Nouvelle crise au sein des démocrates: le parti tombe dans le bicephalisme
La crise interne au parti Les Démocrates s’approfondit au lendemain du Conseil national tenu le dimanche 22 mars 2026. Alors que cette instance a porté Nourénou Atchadé à la tête de la formation politique, Éric Houndété rejette fermement cette décision et revendique toujours la présidence par intérim du parti.
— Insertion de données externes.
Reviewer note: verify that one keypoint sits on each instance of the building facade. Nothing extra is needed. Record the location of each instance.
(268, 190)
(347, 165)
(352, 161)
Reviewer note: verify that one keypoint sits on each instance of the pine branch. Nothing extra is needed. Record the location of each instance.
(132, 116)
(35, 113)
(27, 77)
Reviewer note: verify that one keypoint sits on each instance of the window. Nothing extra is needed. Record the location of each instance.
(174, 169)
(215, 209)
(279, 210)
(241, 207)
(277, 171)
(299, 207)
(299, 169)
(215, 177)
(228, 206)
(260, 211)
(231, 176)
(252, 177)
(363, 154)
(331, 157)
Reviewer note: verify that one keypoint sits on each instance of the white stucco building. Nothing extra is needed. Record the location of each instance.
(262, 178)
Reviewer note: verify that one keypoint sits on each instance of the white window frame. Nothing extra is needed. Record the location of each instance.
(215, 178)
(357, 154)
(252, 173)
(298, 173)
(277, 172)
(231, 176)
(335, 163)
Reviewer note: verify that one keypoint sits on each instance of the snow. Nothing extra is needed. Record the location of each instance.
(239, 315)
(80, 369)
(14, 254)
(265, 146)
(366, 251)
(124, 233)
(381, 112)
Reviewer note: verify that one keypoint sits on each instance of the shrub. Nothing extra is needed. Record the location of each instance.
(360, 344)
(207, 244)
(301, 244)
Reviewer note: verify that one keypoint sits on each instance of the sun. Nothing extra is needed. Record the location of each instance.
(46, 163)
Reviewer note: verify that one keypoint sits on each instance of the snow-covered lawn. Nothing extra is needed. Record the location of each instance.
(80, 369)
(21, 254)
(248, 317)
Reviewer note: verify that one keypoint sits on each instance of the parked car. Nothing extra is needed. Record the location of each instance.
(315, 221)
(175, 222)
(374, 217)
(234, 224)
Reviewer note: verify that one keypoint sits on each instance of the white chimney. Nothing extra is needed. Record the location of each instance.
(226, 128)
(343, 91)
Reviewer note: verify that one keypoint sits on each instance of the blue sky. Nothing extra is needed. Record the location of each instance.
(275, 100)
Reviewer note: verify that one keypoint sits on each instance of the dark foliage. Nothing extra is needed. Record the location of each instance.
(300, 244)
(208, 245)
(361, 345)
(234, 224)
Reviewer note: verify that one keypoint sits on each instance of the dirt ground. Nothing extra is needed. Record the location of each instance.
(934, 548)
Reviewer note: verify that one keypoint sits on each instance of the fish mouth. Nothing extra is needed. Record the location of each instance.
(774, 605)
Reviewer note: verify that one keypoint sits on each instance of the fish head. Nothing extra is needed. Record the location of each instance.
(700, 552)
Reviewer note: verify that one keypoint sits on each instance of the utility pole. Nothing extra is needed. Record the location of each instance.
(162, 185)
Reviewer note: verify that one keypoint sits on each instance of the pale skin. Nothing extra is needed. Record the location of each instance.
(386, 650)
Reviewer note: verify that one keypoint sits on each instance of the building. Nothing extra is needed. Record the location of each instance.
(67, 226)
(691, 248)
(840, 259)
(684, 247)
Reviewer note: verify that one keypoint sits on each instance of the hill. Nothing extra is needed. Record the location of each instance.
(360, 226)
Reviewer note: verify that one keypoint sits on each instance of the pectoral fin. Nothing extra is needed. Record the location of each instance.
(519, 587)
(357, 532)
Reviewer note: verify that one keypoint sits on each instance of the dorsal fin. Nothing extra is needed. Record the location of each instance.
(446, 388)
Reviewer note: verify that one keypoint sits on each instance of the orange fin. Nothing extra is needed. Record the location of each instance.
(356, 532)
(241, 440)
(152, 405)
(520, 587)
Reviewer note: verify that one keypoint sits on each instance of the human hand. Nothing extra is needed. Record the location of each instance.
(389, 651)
Dans une déclaration rendue publique ce mardi 23 mars sur Matin Libre TV, Éric Houndété a soutenu que la procédure ayant conduit à la désignation d’un nouveau président n’était pas conforme aux règles internes. Selon lui, son mandat d’intérimaire demeure pleinement valable tant qu’une session extraordinaire du parti, régulièrement convoquée à cet effet, n’aura pas statué sur la suite du processus. « Éric Houndété reste et demeure le président par intérim du parti jusqu’à ce qu’une session extraordinaire convoquée à cet effet connaisse de la suite de la procédure », a-t-il martelé.
Pour rappel, Éric Houndété assurait la direction intérimaire des Démocrates depuis la démission de l’ancien président, Boni Yayi, figure historique de l’opposition au régime du ^résident Talon. La décision issue du Conseil national, qui a consacré Nourénou Atchadé, est donc jugée illégitime par l’intéressé, qui refuse d’en reconnaître les effets.
Cette divergence de lecture des textes et des équilibres internes place désormais le parti dans une zone de fortes turbulences, à un moment politiquement sensible marqué par la présidentielle d’avril 2026. Entre légalité statutaire et rapports de force politiques, l’avenir immédiat des Démocrates apparaît plus que jamais suspendu à une clarification interne, sans laquelle le risque de fracture durable reste élevé.